Keiner dieser Einspielungen wird man eine kulturelle Sprengwirkung bescheinigen können. Aber zusammen mit den abertausenden Aufnahmen in ihrem Kielwasser, in dem, was hier zum ersten Mal, nachhörbar für alle Zeiten, erklang, zeigt sich ein Aufbruch zu neuen Ufern, eine neue akustische Welt. Auch wenn die Befürchtung, die bekannten Klangkontinente könnten das Schicksal von Atlantis teilen, sich - bislang jedenfalls - als voreilig erwiesen haben.
* * *
Nun aber - um abschließend auf den geklammerten Part des Titels zu kommen: beim Stichwort "Oriental Rag" läßt sich anfügen, daß dieses Phänomen: die verrückt gewordene, überbordende Kapelle - auch an anderen Gestaden zu registrieren ist.
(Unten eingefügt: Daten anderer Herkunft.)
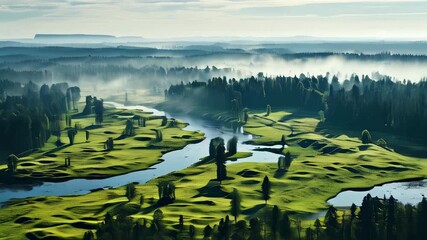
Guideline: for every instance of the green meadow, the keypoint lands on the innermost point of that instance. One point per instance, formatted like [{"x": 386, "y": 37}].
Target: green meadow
[
  {"x": 89, "y": 159},
  {"x": 322, "y": 166}
]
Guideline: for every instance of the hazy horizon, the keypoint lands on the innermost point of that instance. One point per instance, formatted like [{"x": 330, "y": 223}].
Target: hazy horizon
[{"x": 177, "y": 19}]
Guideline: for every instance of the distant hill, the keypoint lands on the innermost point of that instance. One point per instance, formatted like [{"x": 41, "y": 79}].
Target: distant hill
[
  {"x": 72, "y": 36},
  {"x": 83, "y": 38}
]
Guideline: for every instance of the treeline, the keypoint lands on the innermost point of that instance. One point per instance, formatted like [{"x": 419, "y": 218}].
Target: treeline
[
  {"x": 223, "y": 94},
  {"x": 27, "y": 121},
  {"x": 385, "y": 105},
  {"x": 23, "y": 76},
  {"x": 376, "y": 219},
  {"x": 383, "y": 56},
  {"x": 357, "y": 102}
]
In diesem Fall in der Fassung von Bai Hong: "Verrückte Kapelle" (Fēngkuáng yuèduì, 1946) - 白虹 - 瘋狂樂隊
齐东腔,齐东腔,
疯狂乐队捍卫洋洋。
疯狂乐队捍卫洋洋。
钢琴弹出新花样,
铜鼓敲来怪紧张。
铜鼓敲来怪紧张。
喇叭吹成爵士腔呀,
萨士风音铿锵。
閙洋洋,閙洋洋,
齐卜龙东一个东腔。
齐东腔,齐东腔,
疯狂乐队兴飞扬。
电影插曲任客点,
流行时调随意唱。
疯狂乐队兴飞扬。
电影插曲任客点,
流行时调随意唱。
帮腔说白噱头好啊,
凡儿林唆罗韵味儿长。
兴飞扬,兴飞扬,
齐卜龙东一个东腔。
凡儿林唆罗韵味儿长。
兴飞扬,兴飞扬,
齐卜龙东一个东腔。
Im Ostsaal, im Ostsaal
Hat die verrückte Kapelle einen wüsten Streit entfacht:
Das Klavier spielt unerhörte Klänge
Die Trommeln schlagen seltsame Rhythmen
Die Trompete bläst wilde Melodien
Ein gewaltiger Streit, ein ungeheuerer Aufruhr
Wie ein riesiger Drache - im Ostsaal.
Im Ostsaal, im Ostsaal
Steigt die wilde Melodie gen Himmel
Filmlieder für die neuen Musiker
Schlager in wilder Reihenfolge
Von den Sängern mit lautem Lachen begleitet
Alle Musiker im wilden Zwiegespräch miteinander
Spielen mit Hingabe, es steigt zum Himmel auf:
Wie ein göttlicher Drache im Ostsaal.
Bai Hong, 白虹 (24. Februar 1920 - 28. Mai 1992), geboren als Bai Li Zhu in Peking/Beijing, gehörte in den 1940er Jahren unter ihrem Bühnennamen "Weißer Regenbogen" zu den "sieben singenden Sternen" des Shidaiqu und zu den "Drei Weißen" - neben Bai Guang, dem "Weißen Licht" und Bai Yang, der "Silbernen Pappel" (die Spezies populus alba trägt im Chinesischen wie im Lateinischen die Farbe Weiß im Namen: 银白杨/yín BÁI yáng).
(Das Gedicht "Jazz-Taumel" ist anonym in der November-Ausgabe 1926 der Düsseldorfer Branchenzeitschrift "Der Artist" publiziert worden.)